Two Nobel Prizes that Both Fight Starvation, Helicobacter Pylori and WFP

Peter Benno, Elisabeth Norin and Tore Midtvedt*

Department of Microbiology Tumour & Cell Biology, Karolinska Institutet, Sweden

Corresponding Author

Received Date: March 12, 2021;  Published Date: April 6, 2021

Introduction

In 2020 the Nobel Peace prize was awarded to World Food Program (WFP) due to their important job in distributing food and fighting starvation all over the world. Fifteen years earlier the Nobel Prize in Physiology or Medicine was awarded for the discovery of the bacterium Helicobacter pylori. This bacterium – in its own way - actually also helps fight starvation. In 2018 it was estimated that across the world 821 million people were going hungry -124 million acutely so [1]. In order to reduce starvation and treat malnutrition WFP for many years have delivered so called food baskets.

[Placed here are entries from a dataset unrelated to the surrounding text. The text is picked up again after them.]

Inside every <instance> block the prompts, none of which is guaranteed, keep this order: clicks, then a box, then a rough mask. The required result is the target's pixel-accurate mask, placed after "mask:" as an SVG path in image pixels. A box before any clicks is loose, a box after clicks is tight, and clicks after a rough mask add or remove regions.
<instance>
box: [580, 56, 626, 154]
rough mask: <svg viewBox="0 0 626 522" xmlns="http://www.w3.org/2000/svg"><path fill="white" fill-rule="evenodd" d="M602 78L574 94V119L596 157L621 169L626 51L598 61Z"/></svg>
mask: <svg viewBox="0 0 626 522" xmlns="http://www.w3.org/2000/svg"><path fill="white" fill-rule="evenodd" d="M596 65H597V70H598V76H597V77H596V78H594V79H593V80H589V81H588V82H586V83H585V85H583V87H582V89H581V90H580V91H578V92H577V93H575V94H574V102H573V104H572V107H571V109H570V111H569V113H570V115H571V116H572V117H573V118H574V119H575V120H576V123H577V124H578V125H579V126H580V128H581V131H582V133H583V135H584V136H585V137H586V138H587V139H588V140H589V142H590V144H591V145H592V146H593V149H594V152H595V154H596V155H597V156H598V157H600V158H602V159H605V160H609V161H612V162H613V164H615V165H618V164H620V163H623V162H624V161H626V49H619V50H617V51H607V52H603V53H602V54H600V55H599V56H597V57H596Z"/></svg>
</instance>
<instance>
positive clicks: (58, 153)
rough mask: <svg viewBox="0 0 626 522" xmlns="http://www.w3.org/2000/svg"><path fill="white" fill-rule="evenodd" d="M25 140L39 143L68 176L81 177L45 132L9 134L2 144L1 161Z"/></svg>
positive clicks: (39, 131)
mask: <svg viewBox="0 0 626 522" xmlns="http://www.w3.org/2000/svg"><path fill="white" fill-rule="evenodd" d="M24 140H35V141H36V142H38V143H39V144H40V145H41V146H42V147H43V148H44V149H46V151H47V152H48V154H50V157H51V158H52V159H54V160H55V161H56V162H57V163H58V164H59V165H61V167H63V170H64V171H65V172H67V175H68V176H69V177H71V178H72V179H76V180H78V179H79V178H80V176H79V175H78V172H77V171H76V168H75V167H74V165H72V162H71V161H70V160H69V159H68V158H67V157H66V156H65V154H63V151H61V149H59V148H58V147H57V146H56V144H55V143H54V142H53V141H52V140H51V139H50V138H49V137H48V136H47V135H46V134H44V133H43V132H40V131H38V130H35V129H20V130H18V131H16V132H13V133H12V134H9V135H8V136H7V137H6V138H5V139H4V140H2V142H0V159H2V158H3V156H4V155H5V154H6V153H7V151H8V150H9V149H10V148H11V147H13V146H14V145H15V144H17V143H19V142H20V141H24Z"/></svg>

The actual size and composition of the food basket is closely tailored to local preferences, demographic profile, climate conditions, local coping capacity and existing levels of malnutrition and disease [2]. In 1982 Robin Warren and Barry J. Marshall unexpectedly discovered that inflammation in the stomach (gastritis) as well as ulceration of the stomach or duodenum (peptic ulcer disease) could be the result of an infection caused by a bacterium. In 2005 they jointly were awarded the Nobel Prize in Physiology or Medicine. The infection could be treated by antibiotics. The bacterium was named Helicobacter pylori (H. pylori).